You know the name, you know he is a 19th century French artist but like me you may be unfamiliar with his work.
Jean-François Millet painted lumpen agricultural workers in a drab palette: Van Dycke brown, Millet mud. He was a dim star in a bright constellation: the Barbizon school. Every international gallery has a Millet or two but the National Gallery hardly strayed beyond Wales and Scotland to assemble the small exhibition I saw. His pictures are utterly cheerless. The NG does have perhaps J-F M’s best known daub, “The Angelus”, borrowed from the Musée d’Orsay. Millet called it “Prayer for the Potato Crop”. Have you ever said a prayer for a potato? As there is a church in the distance, unable to sell it, he changed the name. “The Angelus” has greater resonance.
If I may stray to my childhood, the Angelus was part of growing up; the repetitive prayer and the tolling. One morning at breakfast my grandfather asked me if I had been to a funeral. He liked to ask questions to which he knew the answer. Accordingly, I accompanied him to St Columcille’s at Togher for the funeral of the man who rang the Angelus. I knew him and his name but both are now lost. The church is architecturally of little merit but I direct your attention to The Drogheda Argus in June 1866.
“The stone having being blessed, the Messrs Hammond stepped forward, and before presenting the trowel to Lord Bellew read the inscription on it as follows aloud – ” Presented by A and N Hammond to The Right Hon Patrick Lord Bellew, on the occasion of his laying the foundation stone at the Church of Saint Columkille Togher, 9th June 1866. Rev J.K. Markey PP, J Murray architect.”

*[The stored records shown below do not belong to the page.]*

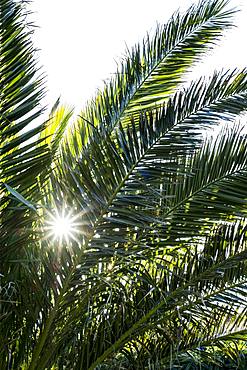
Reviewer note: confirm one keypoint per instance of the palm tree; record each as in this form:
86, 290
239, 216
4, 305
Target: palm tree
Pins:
151, 272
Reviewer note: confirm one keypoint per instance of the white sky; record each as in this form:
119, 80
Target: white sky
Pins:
80, 40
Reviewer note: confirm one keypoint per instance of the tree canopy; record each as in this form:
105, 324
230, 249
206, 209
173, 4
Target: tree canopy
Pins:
123, 231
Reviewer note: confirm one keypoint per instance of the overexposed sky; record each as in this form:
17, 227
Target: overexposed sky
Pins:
80, 40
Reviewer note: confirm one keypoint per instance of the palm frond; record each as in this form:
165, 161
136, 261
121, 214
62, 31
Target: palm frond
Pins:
153, 70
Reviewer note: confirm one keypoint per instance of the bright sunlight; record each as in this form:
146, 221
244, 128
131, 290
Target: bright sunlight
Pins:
62, 226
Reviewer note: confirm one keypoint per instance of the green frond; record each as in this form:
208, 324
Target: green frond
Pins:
153, 70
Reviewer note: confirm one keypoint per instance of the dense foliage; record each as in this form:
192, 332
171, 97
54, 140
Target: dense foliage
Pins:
153, 178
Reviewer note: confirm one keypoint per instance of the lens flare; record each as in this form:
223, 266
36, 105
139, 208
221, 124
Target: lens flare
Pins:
62, 226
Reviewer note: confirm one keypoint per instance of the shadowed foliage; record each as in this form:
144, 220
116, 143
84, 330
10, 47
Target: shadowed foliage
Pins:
153, 176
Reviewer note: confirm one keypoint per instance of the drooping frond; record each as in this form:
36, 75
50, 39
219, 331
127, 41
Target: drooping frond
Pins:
153, 70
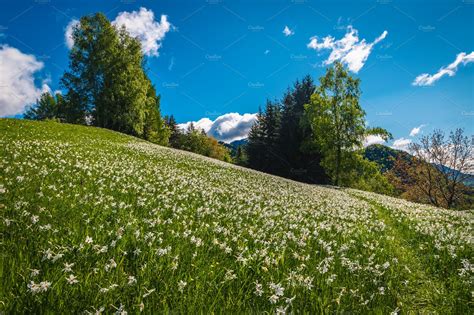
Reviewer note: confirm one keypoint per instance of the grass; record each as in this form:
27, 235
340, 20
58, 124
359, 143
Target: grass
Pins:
92, 220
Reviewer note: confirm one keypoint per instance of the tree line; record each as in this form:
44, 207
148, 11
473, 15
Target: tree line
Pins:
107, 86
315, 134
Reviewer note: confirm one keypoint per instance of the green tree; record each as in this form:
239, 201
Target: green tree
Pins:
107, 85
338, 122
47, 107
263, 145
175, 131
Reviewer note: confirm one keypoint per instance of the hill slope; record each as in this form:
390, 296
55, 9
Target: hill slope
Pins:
94, 220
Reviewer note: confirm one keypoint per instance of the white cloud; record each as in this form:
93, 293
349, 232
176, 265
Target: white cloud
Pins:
68, 33
401, 144
416, 130
373, 139
349, 50
17, 81
228, 127
142, 24
287, 31
427, 79
203, 123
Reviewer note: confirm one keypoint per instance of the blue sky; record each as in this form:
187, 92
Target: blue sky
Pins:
223, 57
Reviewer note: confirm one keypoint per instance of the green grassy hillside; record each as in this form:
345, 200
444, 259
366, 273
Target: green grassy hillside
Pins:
92, 220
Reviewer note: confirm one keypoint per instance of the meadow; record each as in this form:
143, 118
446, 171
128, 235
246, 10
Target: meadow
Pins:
93, 221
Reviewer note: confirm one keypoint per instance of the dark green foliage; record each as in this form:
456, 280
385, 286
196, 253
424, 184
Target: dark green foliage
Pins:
263, 149
195, 140
47, 107
338, 124
106, 83
278, 142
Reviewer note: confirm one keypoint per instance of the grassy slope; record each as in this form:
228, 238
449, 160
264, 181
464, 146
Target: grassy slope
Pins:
172, 231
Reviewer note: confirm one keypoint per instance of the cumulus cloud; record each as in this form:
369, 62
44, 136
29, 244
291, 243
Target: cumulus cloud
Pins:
287, 31
401, 144
228, 127
416, 130
142, 24
373, 139
17, 80
349, 50
69, 41
427, 79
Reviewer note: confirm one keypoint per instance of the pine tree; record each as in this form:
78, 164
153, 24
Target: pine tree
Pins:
47, 107
107, 85
338, 124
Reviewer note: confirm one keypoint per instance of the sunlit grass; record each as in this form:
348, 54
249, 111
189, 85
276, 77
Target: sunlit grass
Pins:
92, 221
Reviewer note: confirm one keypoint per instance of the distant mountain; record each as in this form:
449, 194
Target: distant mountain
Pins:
468, 178
386, 157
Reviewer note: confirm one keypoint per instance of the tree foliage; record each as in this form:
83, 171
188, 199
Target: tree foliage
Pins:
338, 124
47, 107
195, 140
436, 173
278, 140
106, 82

Mary Kenny puts a fanciful but delightful and poignant spin on this drab, daub in her letter to The Spectator.
“Sir: I feel that Craig Raine rather missed the point in his remarks about the painting of ‘The Angelus’ (Arts, 16 August). It may not be numbered among great paintings, but it is a significant painting, and even genuinely iconic. At one time a copy of Millet’s picture hung in almost every peasant home in France – and Ireland – where agricultural workers paused when the Angelus bell rang. ‘People recognised themselves in the dignity the painting conferred on them,’ wrote Patrick Joyce in his fine history Remembering Peasants. He considers it ‘magnificent’ because of what it tells us about social history, and what it meant.
It has also been suggested that the man and woman praying are mourning, and that the basket of potatoes at their feet was painted over what may have been a representation of an infant’s coffin. If this is so, it is even more meaningful.
Mary Kenny
Deal, Kent”
I can certainly imagine praying for the potato crop if its success made the difference between a year in which one got a little ahead or a year in which one fell disastrously behind.
In Colorado, in late summer, there would be prayers in the churches for the crops, meaning I suppose wheat. There are farms within the Archdiocese of Washington, but fewer and fewer. I can’t say whether I’ve ever heard prayers for crops here.